Avola, finanziamenti regionali per la sostenibilità energetica: botta e risposta tra opposizione e sindaco Cannata

Al centro dell'interrogazione presentata da Inturri, Sano e Amato un bando regionale del 2017. "Abbiamo partecipato a due finestre di tale bando" risponde Cannata

I consiglieri di opposizione Nuccio Inturri, Gaetano Sano e Antonino Amato chiedono lumi al sindaco in relazione a un bando per l’efficientamento energetico della regione Siciliana.

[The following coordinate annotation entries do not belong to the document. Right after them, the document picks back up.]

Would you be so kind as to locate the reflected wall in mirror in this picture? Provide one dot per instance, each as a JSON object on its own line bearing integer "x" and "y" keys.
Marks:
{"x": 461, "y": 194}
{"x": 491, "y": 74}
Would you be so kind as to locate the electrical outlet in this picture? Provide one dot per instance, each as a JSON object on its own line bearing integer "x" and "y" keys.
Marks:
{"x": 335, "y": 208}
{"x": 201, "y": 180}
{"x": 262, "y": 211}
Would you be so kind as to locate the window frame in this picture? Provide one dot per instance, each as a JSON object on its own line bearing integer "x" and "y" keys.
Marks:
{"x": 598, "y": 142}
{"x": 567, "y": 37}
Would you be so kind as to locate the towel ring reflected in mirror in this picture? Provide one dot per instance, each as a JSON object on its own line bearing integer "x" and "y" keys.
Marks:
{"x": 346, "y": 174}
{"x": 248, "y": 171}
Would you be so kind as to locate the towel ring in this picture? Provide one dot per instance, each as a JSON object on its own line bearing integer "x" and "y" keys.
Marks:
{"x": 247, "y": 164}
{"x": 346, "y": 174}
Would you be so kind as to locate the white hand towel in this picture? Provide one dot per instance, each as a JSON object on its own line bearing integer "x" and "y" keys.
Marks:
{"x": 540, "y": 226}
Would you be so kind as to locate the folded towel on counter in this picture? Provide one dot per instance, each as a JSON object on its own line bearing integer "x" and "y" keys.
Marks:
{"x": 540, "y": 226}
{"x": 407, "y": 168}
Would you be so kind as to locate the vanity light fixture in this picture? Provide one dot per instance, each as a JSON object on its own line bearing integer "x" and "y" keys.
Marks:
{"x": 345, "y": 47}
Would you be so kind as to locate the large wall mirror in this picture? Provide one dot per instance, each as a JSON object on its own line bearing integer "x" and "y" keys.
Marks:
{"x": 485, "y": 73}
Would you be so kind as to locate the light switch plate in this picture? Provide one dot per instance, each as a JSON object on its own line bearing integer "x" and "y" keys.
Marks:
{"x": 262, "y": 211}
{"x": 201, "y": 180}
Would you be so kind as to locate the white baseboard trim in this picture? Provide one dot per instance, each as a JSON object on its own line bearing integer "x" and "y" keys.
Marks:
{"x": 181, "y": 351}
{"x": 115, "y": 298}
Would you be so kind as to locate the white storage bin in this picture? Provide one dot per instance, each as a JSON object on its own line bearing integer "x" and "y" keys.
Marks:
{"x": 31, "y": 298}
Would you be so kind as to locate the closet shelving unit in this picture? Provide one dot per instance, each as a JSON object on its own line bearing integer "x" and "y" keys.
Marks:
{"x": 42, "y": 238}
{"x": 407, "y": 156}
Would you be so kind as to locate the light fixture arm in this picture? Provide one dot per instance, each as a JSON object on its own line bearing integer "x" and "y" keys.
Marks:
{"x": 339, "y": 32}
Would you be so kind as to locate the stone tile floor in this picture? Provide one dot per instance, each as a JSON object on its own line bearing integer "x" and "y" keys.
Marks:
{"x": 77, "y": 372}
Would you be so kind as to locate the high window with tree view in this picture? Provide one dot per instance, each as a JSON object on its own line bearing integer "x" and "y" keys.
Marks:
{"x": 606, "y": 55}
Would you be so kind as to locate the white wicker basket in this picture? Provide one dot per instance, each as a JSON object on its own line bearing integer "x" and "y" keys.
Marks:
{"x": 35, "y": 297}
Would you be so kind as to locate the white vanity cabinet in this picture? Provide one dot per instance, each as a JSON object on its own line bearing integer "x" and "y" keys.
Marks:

Un’ interrogazione rivolta non solo al sindaco, ma anche al presidente del consiglio cittadino e all’assessore di competenza, in merito al bando regionale pubblicato  sulla Gazzetta Ufficiale della Regione Sicilia n. 44 del 20 ottobre 2017 per promuovere l’eco efficienza e la riduzione di consumi di energia primaria negli edifici e strutture pubbliche.

Nello specifico, i 3 consiglieri chiedono quale progetto l’amministrazione avesse predisposto in vista di tale bando, la motivazione della non ammissione e se si intende proporre ricorso nei modi di legge, considerato che, come si legge nella interrogazione a firma di Inturri, Sano e Amato “il presidente della regione Siciliana ha convocato, il 27 novembre, a Palazzo D’Orleans tutti i Sindaci siciliani per consegnare loro i decreti di finanziamento dei progetti ammessi per efficientare, dal punto di vista energetico, gli immobili pubblici presenti nei loro comuni (Non era presente il sindaco di Avola)”.

Gli edifici pubblici – continuano i consiglieri — sono nevralgici per la vita delle comunità, sono luoghi simbolici e di formazione per la cittadinanza. La Pubblica Amministrazione ha un ruolo fondamentale nella transizione del patrimonio immobiliare verso un modello di efficienza e sostenibilità”.

Non si è fatta attendere la risposta del primo cittadino.

L’attenzione per il risparmio energetico e per l’ambiente da parte nostra non sono mai venute meno, anzi non solo continuiamo a partecipare ai bandi, ma li vinciamo praticamente sempre – dice il sindaco Cannata – Quella cui i consiglieri si riferiscono è solo una delle “finestre” del bando. Abbiamo  partecipato, nello specifico, alle finestre per l’efficientamento del Tribunale e per l’installazione di altri pali fotovoltaici. Preme ricordare, inoltre, che abbiamo intrapreso la strada per l’energia  sostenibile  già da tempo, riuscendo ad ottenere finanziamenti per edifici pubblici,  scuole e  impianti di pubblica illuminazione. Abbiamo, poi, aderito convintamente al Paesc riuscendo anche in quel caso ad ottenere fondi”.